La segunda e inolvidable, es la de tres, quizá cuatro almacenes de libros de segunda situados en la misma acera oriental, donde compré primero y después me fiaron, obras de Julio Verne, que me fascinaron y de las cuales, estoy seguro, quedé debiendo alguna al librero anciano que me dio la oportunidad de conocer a crédito esos personajes.

Para terminar esta remembranza, quiero comentar aquí entre nos y sin que nadie más lo sepa, que sentados en una de esas materas, a lo mejor sobre la que camino en la foto, una linda dama morena, santandereana, de caminar sinuoso, cuerpo magistral, hermosa y larga cabellera negra, que me llevaba algunos años, me obsequió las primeras caricias y besos de amante clandestino cuando yo tenía dieciocho años. Hermoso recuerdo.

Ella y yo, camuflados entre los capitalinos que por entonces nos reuníamos a las cinco de la tarde a ver arriar el pabellón nacional en el “parque de los Leones”, a una cuadra del Nariño, nos apretamos las manos, acercamos nuestros cuerpos y dejamos enterrados entre las flores que ornaban el parque, los besos, las caricias, los te quiero y aquellos sueños imposibles. ¿A dónde la habrán llevado sus pasos?

Años después, luego de partir a mi trasegar laboral en otras regiones, regresé de visita a la capital, vi las que habían sido mis cuadras ataviadas para una élite lejana y supe que la ceremonia de arriar la bandera se efectuaba en privado para ellos. En cuanto supe que el inquilino presidencial había convertido al parque Nariño en su vivienda personal y que los bogotanos no volveríamos a ver arriar nuestro pabellón, en “el Parque de los Leones”, como quien dice, en vivo y en directo, me sentí usurpado y ofendido, aunque conforme, al fin y al cabo, por la seguridad que daba saber, que aquellos momentos tan amorosos como clandestinos, solo los conocimos, ella, el parque y yo.  

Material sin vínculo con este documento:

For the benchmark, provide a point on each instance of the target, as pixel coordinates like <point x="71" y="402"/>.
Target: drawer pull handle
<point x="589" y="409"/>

No obstante, la historia cambia como los ríos con el paso del tiempo, por eso en el momento en que vi en la televisión las puertas del parque Nariño abiertas al público y a un buen número de bogotanos presenciando respetuosos la ceremonia de descenso de la bandera, sentí, a pesar de que los leones ya no están, que me habían devuelto mi pasado.